Según el órgano de control, aunque el giro directo de la ADRES aumentó un 27,2 % entre 2024 y 2025, este incremento no se ha reflejado en una mejora de la liquidez de la red pública hospitalaria. Por el contrario, la deuda pasó de $12,5 billones en 2024 a $16,28 billones entre enero y septiembre de 2025, lo que representa un aumento cercano al 30 % en solo nueve meses .
El análisis advierte que los pagos parciales, tardíos o inexistentes por parte de las EPS —incluidas las intervenidas— continúan afectando el flujo efectivo de recursos, situación que incide en la continuidad y calidad de los servicios de salud.
La Contraloría también identificó una marcada desigualdad en la distribución de los recursos del sistema. En 2025, los prestadores privados recibieron el 67,7 % del giro directo, mientras que los hospitales públicos accedieron apenas al 23,2 %, lo que evidencia un desbalance estructural en el mecanismo de financiación .
En términos generales, el flujo de recursos en la red prestadora muestra una proporción aproximada de 80 % para el sector privado y 20 % para el público, escenario que profundiza la asfixia financiera de las Empresas Sociales del Estado.

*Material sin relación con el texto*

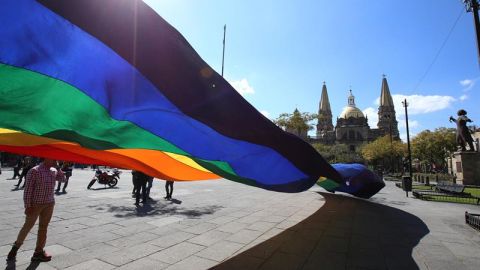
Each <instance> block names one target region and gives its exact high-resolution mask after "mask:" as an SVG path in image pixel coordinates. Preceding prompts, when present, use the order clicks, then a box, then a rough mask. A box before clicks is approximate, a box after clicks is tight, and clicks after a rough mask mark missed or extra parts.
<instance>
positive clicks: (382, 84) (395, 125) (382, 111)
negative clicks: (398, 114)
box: [377, 75, 399, 138]
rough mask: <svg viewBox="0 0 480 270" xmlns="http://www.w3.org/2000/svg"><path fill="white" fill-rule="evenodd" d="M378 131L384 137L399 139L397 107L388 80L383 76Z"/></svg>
mask: <svg viewBox="0 0 480 270" xmlns="http://www.w3.org/2000/svg"><path fill="white" fill-rule="evenodd" d="M377 126H378V129H380V130H381V132H382V134H383V135H391V136H392V137H393V138H399V133H398V122H397V119H396V116H395V106H394V104H393V99H392V95H391V94H390V89H389V87H388V82H387V78H385V75H383V79H382V90H381V93H380V107H379V108H378V124H377Z"/></svg>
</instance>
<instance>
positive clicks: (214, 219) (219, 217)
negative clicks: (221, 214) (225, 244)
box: [208, 216, 238, 225]
mask: <svg viewBox="0 0 480 270" xmlns="http://www.w3.org/2000/svg"><path fill="white" fill-rule="evenodd" d="M236 219H238V217H233V216H221V217H218V218H214V219H211V220H209V221H208V222H210V223H215V224H218V225H222V224H226V223H229V222H231V221H234V220H236Z"/></svg>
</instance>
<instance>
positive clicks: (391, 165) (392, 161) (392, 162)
mask: <svg viewBox="0 0 480 270" xmlns="http://www.w3.org/2000/svg"><path fill="white" fill-rule="evenodd" d="M385 118H386V119H388V124H389V129H388V131H389V132H390V166H391V167H392V173H395V165H394V162H393V135H392V116H391V115H390V114H387V115H385Z"/></svg>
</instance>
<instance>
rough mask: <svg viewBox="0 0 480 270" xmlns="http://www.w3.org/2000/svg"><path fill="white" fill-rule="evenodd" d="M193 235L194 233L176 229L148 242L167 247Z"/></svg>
mask: <svg viewBox="0 0 480 270" xmlns="http://www.w3.org/2000/svg"><path fill="white" fill-rule="evenodd" d="M195 236H196V234H192V233H187V232H182V231H178V232H174V233H172V234H168V235H165V236H162V237H159V238H156V239H155V240H152V241H150V242H149V243H150V244H152V245H156V246H159V247H163V248H167V247H170V246H173V245H176V244H178V243H181V242H183V241H186V240H188V239H190V238H193V237H195Z"/></svg>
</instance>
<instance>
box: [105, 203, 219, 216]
mask: <svg viewBox="0 0 480 270" xmlns="http://www.w3.org/2000/svg"><path fill="white" fill-rule="evenodd" d="M180 202H181V201H180ZM105 207H106V208H107V211H108V212H113V213H115V215H114V216H115V217H118V218H126V217H132V216H137V217H146V216H160V215H167V216H168V215H181V216H186V217H190V218H192V217H200V216H203V215H211V214H213V213H215V212H216V211H217V210H219V209H221V208H222V207H221V206H218V205H212V206H208V207H197V208H193V209H191V208H188V209H187V208H183V207H179V206H177V204H172V203H170V202H168V201H167V202H166V203H163V202H160V201H151V202H149V203H146V204H141V205H140V206H137V207H136V206H134V205H132V206H117V205H111V204H107V205H105ZM99 210H103V207H101V209H99Z"/></svg>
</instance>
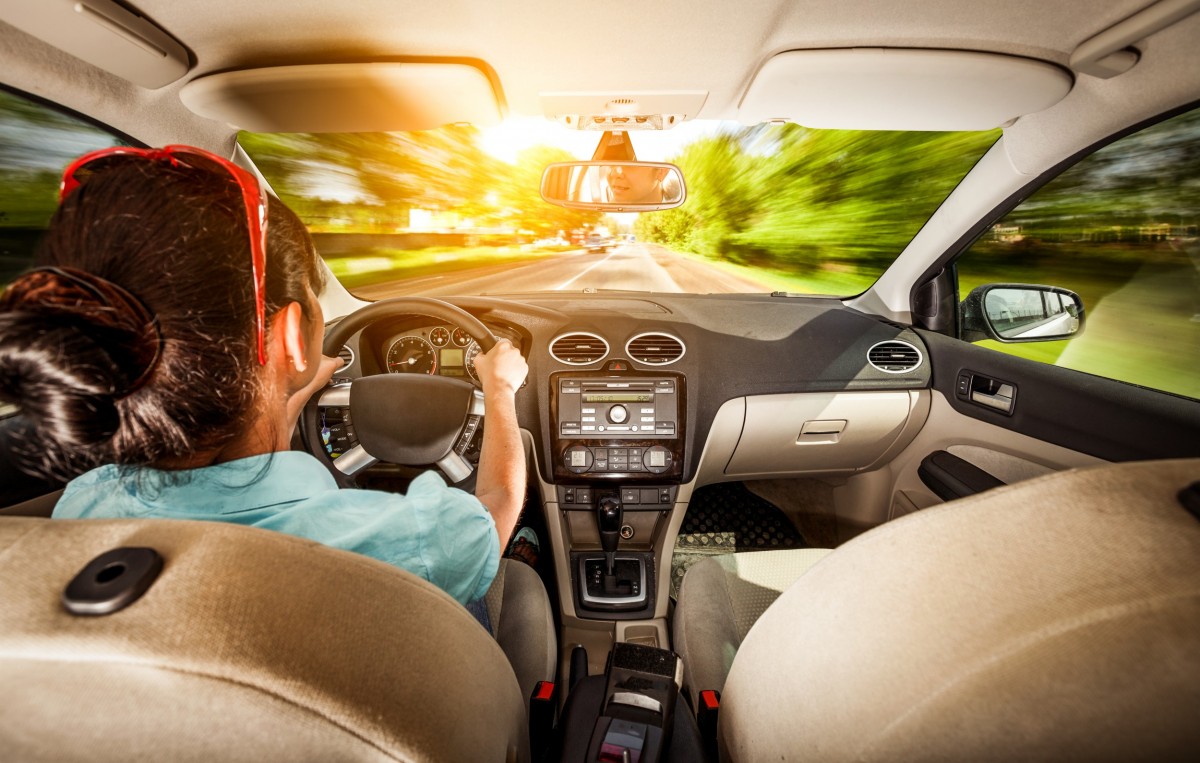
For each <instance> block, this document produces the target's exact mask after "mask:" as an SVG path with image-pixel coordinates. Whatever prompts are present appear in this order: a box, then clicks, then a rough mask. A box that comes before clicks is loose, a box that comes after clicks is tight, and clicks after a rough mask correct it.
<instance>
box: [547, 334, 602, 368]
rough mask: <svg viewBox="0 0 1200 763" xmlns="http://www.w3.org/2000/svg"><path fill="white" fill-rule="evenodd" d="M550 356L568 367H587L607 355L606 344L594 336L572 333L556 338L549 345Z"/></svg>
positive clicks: (590, 335)
mask: <svg viewBox="0 0 1200 763" xmlns="http://www.w3.org/2000/svg"><path fill="white" fill-rule="evenodd" d="M550 354H551V355H552V356H553V358H554V360H557V361H558V362H560V364H566V365H568V366H587V365H588V364H594V362H595V361H598V360H601V359H602V358H604V356H605V355H607V354H608V343H607V342H605V341H604V337H599V336H596V335H594V334H587V332H584V331H574V332H571V334H564V335H563V336H559V337H556V338H554V341H553V342H551V343H550Z"/></svg>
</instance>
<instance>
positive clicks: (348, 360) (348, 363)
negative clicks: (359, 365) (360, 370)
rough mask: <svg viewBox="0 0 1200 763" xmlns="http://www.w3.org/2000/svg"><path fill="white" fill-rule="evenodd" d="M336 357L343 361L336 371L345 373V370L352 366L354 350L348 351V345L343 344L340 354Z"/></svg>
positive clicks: (338, 354)
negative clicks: (341, 363) (343, 361)
mask: <svg viewBox="0 0 1200 763" xmlns="http://www.w3.org/2000/svg"><path fill="white" fill-rule="evenodd" d="M337 356H338V358H341V359H342V360H343V361H344V362H343V365H342V367H341V368H338V371H346V370H347V368H349V367H350V366H353V365H354V350H352V349H350V346H349V344H343V346H342V352H340V353H338V354H337Z"/></svg>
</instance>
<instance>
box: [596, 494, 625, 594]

El deterioro del flujo de recursos afecta a toda la red hospitalaria pública. Durante 2024, los hospitales facturaron $18,8 billones, pero solo recibieron pagos por el 84 %. Entre enero y septiembre de 2025, la situación empeoró: se pagó apenas el 77 % de lo facturado, una caída de siete puntos porcentuales en la oportunidad de pago .
La reducción se presenta en todos los niveles de complejidad, con especial impacto en los hospitales de nivel II y III, que atienden servicios de mediana y alta complejidad, lo que compromete su sostenibilidad operativa.
Llamado urgente al Ministerio de Salud y a la Supersalud
Ante este panorama, la Contraloría vinculó directamente al Ministerio de Salud y Protección Social como rector del sistema, al considerar que la problemática compromete los mecanismos de financiación y supervisión del flujo de recursos. Asimismo, reiteró el llamado a la Superintendencia Nacional de Salud para que adopte medidas más eficaces frente a las EPS con mayores niveles de deuda .
El ente de control advirtió que las demoras en los giros incrementan el riesgo de desfinanciamiento institucional y podrían derivar en un eventual daño patrimonial al Estado, afectando el derecho fundamental a la salud de millones de colombianos.